If you want to make your home or business more energy-efficient, you’re wise to consider insulating, but which type should you choose? Fiberglass is one of the most popular insulation materials in use today for everything from attic insulation to wall insulation.
Still, you might be wondering, what is fiberglass insulation made of? How does it work? And is it safe? Find the answers to your questions here.
What Is Fiberglass Insulation Made Of?
As the name suggests, fiberglass is made of glass fibers. This includes several basic raw materials, the primary of which are silica sand, limestone and soda ash. Other ingredients used in fiberglass production include borax, calcinated alumina, feldspar, kaolin clay, magnesite and nepheline syenite.
Discontinuous glass fibers are used to create batts, blankets or blown-in insulation to resist heat flow and absorb sound. Fiberglass is also available in long, continuous fiber used to make everything from drapes and shower curtains to window frames and roof shingles.
How Does Fiberglass Insulation Work?
The process of manufacturing fiberglass insulation gives it the ability to resist heat flow. First, a mixture is prepared with the proper amount of raw ingredients and melted at a temperature of 2,500 degrees Fahrenheit.
The molten glass flows from the furnace into a cylindrical container with small holes. As the container spins, glass flows out of the holes. A blast of air separates the filaments into short strands, which fall onto a conveyor belt and interlace into a fleecy batt of fiberglass insulation.

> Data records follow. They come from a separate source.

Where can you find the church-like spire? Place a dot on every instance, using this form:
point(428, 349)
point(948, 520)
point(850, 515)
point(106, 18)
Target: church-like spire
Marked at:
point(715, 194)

The fiberglass fibers trap pockets of air, slowing the movement of heat through them. When installed in a building, fiberglass helps keep conditioned air inside and can decrease heating and cooling costs as a result.
Is Fiberglass Insulation Safe?
Fiberglass is an excellent choice from a fire safety perspective because fiberglass is fire resistant without any additives. However, it’s important not to handle fiberglass with your bare hands because the tiny glass particles can irritate your skin and sometimes cause a rash. Inhalation can also result in coughing and other respiratory ailments.
You should leave installation to an experienced professional. Once in place, fiberglass poses no health risks or safety hazards.